Además, resalta que Huánuco se encuentra en una ubicación central en el país, equidistante de las zonas costeras y la selva, lo que permitiría un mejor acceso a todas las regiones. Asimismo, su clima es más favorable que el de otras ciudades del altiplano, lo que contribuiría a un desarrollo urbano más equilibrado y sostenible.
Un proyecto gradual y sostenible
León es consciente de que un proyecto de esta magnitud no se puede realizar de manera precipitada. Propone un plan de desarrollo paulatino, comenzando por la construcción de una sede del Gobierno y algunos ministerios en un área de aproximadamente 30 km de diámetro. “No se puede hacer un traslado completo como se hizo en Brasil con Brasilia, que dejó al país sin recursos. Debemos hacerlo por partes, con una planificación a largo plazo”, comenta el economista.
El reto de la viabilidad política y económica
Uno de los mayores obstáculos, según León, será convencer a los políticos que residen en Lima de los beneficios de este traslado. “Los gobernantes viven bien en Lima y no verán la necesidad de mudarse a una ciudad con solo 300,000 habitantes”, argumenta. Además, añade que es fundamental evitar trasladar el Congreso inicialmente, ya que eso podría frenar cualquier avance en la propuesta. “El cambio debe comenzar por el poder ejecutivo, dejando al Congreso en Lima por ahora. Si se intenta mover todo a la vez, la resistencia política será demasiado grande”, advierte.
En términos económicos, León es realista respecto a los costos del proyecto, pero destaca que este debe ejecutarse de manera gradual. “No se puede construir una ciudad completa de un día para otro, pero sí se puede empezar con algunas instituciones clave”, sugiere. También menciona que un elemento crucial para el éxito del proyecto será la construcción de una vía férrea que conecte Huánuco con el puerto de Chancay, lo que impulsaría el crecimiento económico de la región y facilitaría la conexión con Brasil.
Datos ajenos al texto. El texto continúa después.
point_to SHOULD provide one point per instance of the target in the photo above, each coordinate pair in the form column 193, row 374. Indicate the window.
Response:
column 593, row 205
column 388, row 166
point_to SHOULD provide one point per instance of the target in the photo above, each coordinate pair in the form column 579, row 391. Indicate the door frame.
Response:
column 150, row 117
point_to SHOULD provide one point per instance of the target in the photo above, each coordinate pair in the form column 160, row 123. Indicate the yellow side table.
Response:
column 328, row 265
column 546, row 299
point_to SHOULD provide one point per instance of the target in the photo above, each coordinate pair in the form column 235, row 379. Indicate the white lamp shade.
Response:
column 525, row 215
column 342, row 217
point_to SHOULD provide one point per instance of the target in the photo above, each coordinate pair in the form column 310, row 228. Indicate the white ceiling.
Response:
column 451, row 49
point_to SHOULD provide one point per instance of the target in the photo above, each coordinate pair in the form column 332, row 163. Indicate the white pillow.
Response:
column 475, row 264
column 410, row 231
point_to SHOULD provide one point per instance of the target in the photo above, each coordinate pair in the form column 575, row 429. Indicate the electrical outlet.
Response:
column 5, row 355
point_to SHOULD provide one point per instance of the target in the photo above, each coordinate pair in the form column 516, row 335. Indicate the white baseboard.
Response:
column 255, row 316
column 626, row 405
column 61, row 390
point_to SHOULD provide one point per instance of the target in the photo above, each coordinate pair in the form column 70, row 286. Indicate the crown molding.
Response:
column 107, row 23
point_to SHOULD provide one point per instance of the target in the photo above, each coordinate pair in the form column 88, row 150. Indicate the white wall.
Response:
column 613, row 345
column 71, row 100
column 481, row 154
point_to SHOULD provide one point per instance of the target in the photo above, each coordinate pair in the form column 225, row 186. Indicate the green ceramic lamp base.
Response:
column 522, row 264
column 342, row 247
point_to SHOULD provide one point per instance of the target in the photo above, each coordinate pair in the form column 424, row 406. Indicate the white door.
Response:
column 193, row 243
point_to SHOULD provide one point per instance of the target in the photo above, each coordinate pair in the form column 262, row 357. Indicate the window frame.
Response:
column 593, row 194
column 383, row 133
La descentralización como objetivo final
Más allá de los beneficios para Lima y Huánuco, León subraya que el traslado de la capital podría promover la tan ansiada descentralización en el Perú. Actualmente, Lima concentra el 45 % de la inversión pública y privada, lo que genera un desarrollo desbalanceado en el resto del país. “Es absurdo que la capital concentre tantos recursos cuando otras regiones están desatendidas. La descentralización no solo es necesaria, sino urgente para el bienestar del país”, enfatiza.
El economista también señala que el traslado de la capital podría ayudar a mitigar la influencia de las mafias y grupos de poder que se han formado en torno al gobierno central en Lima. “Si las instituciones están más dispersas, será más difícil que estos grupos mantengan el control que tienen ahora sobre el aparato estatal”, sugiere León.
Dato:
Según León, es sumamente importante construir una vía férrea que conecte Brasil con el puerto de Chancay, atravesando la región de Huánuco, este tren no solo facilitaría el comercio entre ambos países, sino que también sería un motor clave para el desarrollo de la región central de Perú, en especial para Huánuco. Esta vía férrea permitiría reducir significativamente las distancias y tiempos de transporte entre Brasil y el Pacífico, lo que ofrecería una alternativa más eficiente al transporte marítimo actual. Además, Huánuco, por su ubicación geográfica, se convertiría en un eje logístico esencial dentro de esta red.